[Köln, ] Ein Arbeitgeber darf den Stellenbewerber grundsätzlich nicht nach eingestellten strafrechtlichen Ermittlungsverfahren fragen. Der Arbeitnehmer hat insoweit ein „Recht zur Lüge“.
Sachverhalt
Der Kläger bewarb sich als Lehrer an einer Hauptschule. Vor der Einstellung wurde er aufgefordert, auf einem Vordruck zu erklären, ob er vorbestraft sei, um zu versichern, dass gegen ihn kein Ermittlungsverfahren der Staatsanwaltschaft anhängig sei bzw. innerhalb der letzten drei Jahre anhängig gewesen sei. Der Kläger machte – obwohl in der Vergangenheit gegen ihn einige Ermittlungsverfahren geführt und wieder eingestellt worden sind – keine Angaben. Später erfuhr die Schule durch einen anonymen Hinweis von den Ermittlungsverfahren. Der zwischenzeitlich eingestellte Lehrer wurde daraufhin wieder fristlos gekündigt.
Entscheidung
Das Bundesarbeitsgericht (BAG) hat die Kündigung als unwirksam angesehen (BAG, 15.11.2012, 6 AZR 339/11). Der Kläger sei im Bewerbungsverfahren nicht verpflichtet gewesen, auch Auskünfte hinsichtlich eingestellter Ermittlungsverfahren zu geben.

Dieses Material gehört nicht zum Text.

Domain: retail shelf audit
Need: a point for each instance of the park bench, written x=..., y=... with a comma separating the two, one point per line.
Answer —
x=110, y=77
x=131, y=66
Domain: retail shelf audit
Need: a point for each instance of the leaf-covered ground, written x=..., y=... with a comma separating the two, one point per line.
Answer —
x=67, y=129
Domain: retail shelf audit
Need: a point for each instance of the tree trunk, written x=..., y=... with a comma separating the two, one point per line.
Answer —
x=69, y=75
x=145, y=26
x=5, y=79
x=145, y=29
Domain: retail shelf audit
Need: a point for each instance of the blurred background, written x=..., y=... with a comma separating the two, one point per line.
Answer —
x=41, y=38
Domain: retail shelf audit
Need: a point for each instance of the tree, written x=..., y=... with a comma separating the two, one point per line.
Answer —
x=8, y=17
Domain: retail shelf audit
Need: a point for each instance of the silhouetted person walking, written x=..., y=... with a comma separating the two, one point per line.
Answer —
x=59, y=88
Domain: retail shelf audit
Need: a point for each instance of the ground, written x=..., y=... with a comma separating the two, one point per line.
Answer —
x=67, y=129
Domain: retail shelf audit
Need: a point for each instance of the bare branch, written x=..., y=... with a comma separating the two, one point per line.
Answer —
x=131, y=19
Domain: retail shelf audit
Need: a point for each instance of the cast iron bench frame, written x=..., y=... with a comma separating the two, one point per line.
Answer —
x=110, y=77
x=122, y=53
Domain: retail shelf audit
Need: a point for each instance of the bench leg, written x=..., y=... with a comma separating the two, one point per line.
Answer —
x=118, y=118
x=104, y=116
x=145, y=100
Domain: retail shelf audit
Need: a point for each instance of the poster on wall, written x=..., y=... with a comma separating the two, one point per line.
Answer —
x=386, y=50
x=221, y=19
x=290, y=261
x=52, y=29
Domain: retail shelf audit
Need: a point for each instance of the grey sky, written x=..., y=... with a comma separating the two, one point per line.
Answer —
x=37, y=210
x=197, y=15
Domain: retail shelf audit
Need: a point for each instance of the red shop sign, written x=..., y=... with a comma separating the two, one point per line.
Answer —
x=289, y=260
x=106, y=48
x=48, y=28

Das BAG verwies auf das Recht des Klägers auf informationelle Selbstbestimmung. Aus der Wertordnung des Grundgesetzes folge, dass das Persönlichkeitsrecht eines Bewerbers – sofern es eingestellte Ermittlungsverfahren betrifft – gegenüber dem Informationsinteresse des potenziellen Arbeitgebers vorrangig sei. Dies folge auch aus § 53 Bundeszentralregistergesetz (BZRG). Danach dürfen sich Straftäter auch dann als unbestraft bezeichnen, wenn gegen sie eine relativ geringfügige Strafe verhängt worden ist (z. B. eine Geldstrafe mit nicht mehr als 90 Tagessätzen). Dies gelte erst recht für eingestellte Ermittlungsverfahren.
Anmerkung
Im Bewerbungsgespräch stellt sich Bewerbern mitunter die Frage, ob bei bestimmten Fragen gelogen werden darf. Anerkannt ist dies zum Beispiel für die Frage nach einer Schwangerschaft oder der Gewerkschaftszugehörigkeit. Auch die Frage nach einer Schwerbehinderung wird teilweise als unzulässig angesehen. Aus einer unwahren Antwort dürfen einem Arbeitnehmer dann keine Nachteile erwachsen. Lügt hingegen der Arbeitnehmer bei einer zulässigen Frage, die überdies von Bedeutung für das künftige Arbeitsverhältnis ist, droht ihm unter Umständen sogar die nachträgliche Anfechtung des Arbeitsverhältnisses. Daran kann unter anderem gedacht werden, wenn eine erhebliche Vorstrafe verschwiegen wird (z. B. ein Betrugsdelikt bei einer Buchhaltungskraft oder Alkoholdelikte bei Kraftfahrern).